A distanza di un anno dall’inizio del tour, presso i vari soggetti istituzionali, arriva il chiarimento, tanto atteso dal ministero dello Sviluppo Economico e Unioncamere, che fa una netta distinzione tra lavanderie tradizionali e lavanderie self service.
Ma andiamo con ordine. A maggio dell’anno scorso, CNA Tintolavanderie inizia a bussare alle porte dei vari enti: Regione Marche, in quanto regione capofila per la Conferenza Stato Regioni, Unioncamere Nazionale, l’ente pubblico che unisce e rappresenta istituzionalmente il sistema camerale italiano, ANCI, l’Associazione Nazionale dei Comuni Italiani, gli enti locali deputati ad effettuare i controlli. L’ultima tappa nel mese di settembre, al Ministero dello Sviluppo Economico, l’amministrazione competente in materia di legislazione di settore. Obiettivo degli incontri: fare chiarezza e mettere un freno al fenomeno all’abusivismo nel settore da parte delle lavanderie self service che erogano, in maniera impropria, servizi di manutenzione dei capi.

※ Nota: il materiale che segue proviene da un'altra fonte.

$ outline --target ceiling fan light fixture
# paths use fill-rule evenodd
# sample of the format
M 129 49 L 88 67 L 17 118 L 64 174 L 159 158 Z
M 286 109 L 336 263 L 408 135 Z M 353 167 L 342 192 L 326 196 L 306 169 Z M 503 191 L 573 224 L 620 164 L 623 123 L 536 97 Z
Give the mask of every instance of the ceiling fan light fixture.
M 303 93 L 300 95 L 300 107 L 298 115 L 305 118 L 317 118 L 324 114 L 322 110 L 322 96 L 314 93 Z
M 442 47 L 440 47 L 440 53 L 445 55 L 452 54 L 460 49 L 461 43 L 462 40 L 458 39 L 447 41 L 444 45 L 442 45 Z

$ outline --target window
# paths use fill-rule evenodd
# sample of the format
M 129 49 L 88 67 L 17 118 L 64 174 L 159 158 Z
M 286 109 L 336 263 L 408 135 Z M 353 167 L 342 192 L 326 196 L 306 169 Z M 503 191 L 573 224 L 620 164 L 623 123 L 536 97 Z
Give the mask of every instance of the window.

Una prassi ormai consolidata quella di entrare nel settore con un’attività self service, così da aggirare i vincoli dettati dalla normativa stessa, e nel tempo aggiungere, attraverso una semplice modifica camerale, un’attività di stireria o sartoria, con l’obiettivo di legittimare la presenza di un operatore che di fatto presta un servizio di assistenza completa alla clientela. Va ricordato che le lavanderie self service sono attività commerciali che mettono a disposizione l’uso di lavatrici professionali ad acqua ed essiccatoi utilizzati esclusivamente dalla clientela. Due tipologie di attività, la lavanderia tradizionale e la lavanderia self service, che devono rimanere distinte, sia perché normate in maniera diversa, sia perché offrono servizi diversi a clientele diverse.

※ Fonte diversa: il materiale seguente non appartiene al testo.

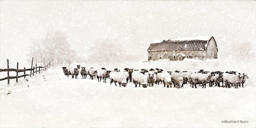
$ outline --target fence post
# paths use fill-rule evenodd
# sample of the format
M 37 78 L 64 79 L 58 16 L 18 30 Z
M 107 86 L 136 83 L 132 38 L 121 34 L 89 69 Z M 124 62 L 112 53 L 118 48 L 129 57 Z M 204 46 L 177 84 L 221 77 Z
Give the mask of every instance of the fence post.
M 26 67 L 24 67 L 24 78 L 26 78 Z
M 34 58 L 32 58 L 32 64 L 31 64 L 30 77 L 31 77 L 31 74 L 32 74 L 32 67 L 33 66 L 33 59 L 34 59 Z
M 33 76 L 34 73 L 35 73 L 35 66 L 33 66 Z
M 8 77 L 8 84 L 10 84 L 10 76 L 9 76 L 9 60 L 7 59 L 7 77 Z
M 17 72 L 16 72 L 16 76 L 17 77 L 17 78 L 16 78 L 16 82 L 18 83 L 18 70 L 19 70 L 19 62 L 17 62 Z

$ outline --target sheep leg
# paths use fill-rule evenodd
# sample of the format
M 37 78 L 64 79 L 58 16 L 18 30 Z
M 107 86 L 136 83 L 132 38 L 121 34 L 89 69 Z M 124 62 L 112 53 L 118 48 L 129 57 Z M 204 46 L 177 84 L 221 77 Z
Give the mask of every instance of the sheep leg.
M 115 84 L 116 84 L 116 86 L 117 86 L 115 81 L 114 81 L 114 83 L 115 83 Z
M 111 84 L 113 83 L 113 79 L 110 79 L 110 86 L 111 86 Z

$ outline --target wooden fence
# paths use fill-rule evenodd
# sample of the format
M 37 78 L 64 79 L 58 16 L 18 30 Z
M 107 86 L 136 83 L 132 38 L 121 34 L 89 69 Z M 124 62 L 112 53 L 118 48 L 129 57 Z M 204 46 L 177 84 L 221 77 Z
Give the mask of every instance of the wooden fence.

Ed è quanto abbiamo chiesto, in un quesito, al Ministero dello Sviluppo Economico. Al fine di superare le criticità derivanti dalla normativa di riferimento e dalle successive interpretazioni, abbiamo sollecitato l’amministrazione a fornire una chiara interpretazione della fattispecie di lavanderia self service, descrivendone l’ambito di applicazione, i limiti e le differenze rispetto alla tipologia tradizionale di tintolavanderia.
Una prima risposta arriva a dicembre, e in questi giorni, a distanza di sei mesi, con un intervento chiarificatore da parte di Unioncamere, da noi sollecitato, possiamo dire di aver raggiunto un risultato importante per le imprese del settore. Nella nota inviata da Unioncamere, al MiSE e a tutte le Camere di Commercio, si legge:
“Il Ministero, nella risposta a un quesito, ha affermato che quanto previsto al comma 1 bis del decreto legislativo n. 59 del 2010, vale a dire la sola esclusione dell’obbligo di designazione del responsabile tecnico dall’applicazione della legge n. 84 del 2006 è riservata alle imprese di lavanderia dotate esclusivamente di lavatrici professionali ad acqua ed essiccatori destinati ad essere utilizzati direttamente dalla clientela previo acquisto di appositi gettoni”. Di conseguenza rimane confermato, si legge nella nota, l’obbligo di designazione del responsabile tecnico in tutti i casi in cui l’attività non sia ascrivibile alla definizione di cui sopra.
Inoltre, il Ministero ha condiviso la proposta di Unioncamere, di diffondere a tutto il sistema camerale, quanto contenuto nella nota ministeriale, in virtù “delle conseguenze che ne derivano sulle attività di controllo spettanti agli uffici camerali e al fine di assicurare un’uniforme applicazione della specifica normativa su tutto il territorio nazionale”.
Questo significa che le Camere di Commercio prenderanno atto delle differenze di carattere normativo tra le due attività e si adopereranno per le verifiche già in fase di SCIA o di modifica/integrazione della visura camerale da parte delle imprese. Questo di certo non sanerà tutte le situazioni pregresse, ma di sicuro metterà un freno a nuove iniziative non in linea con la normativa.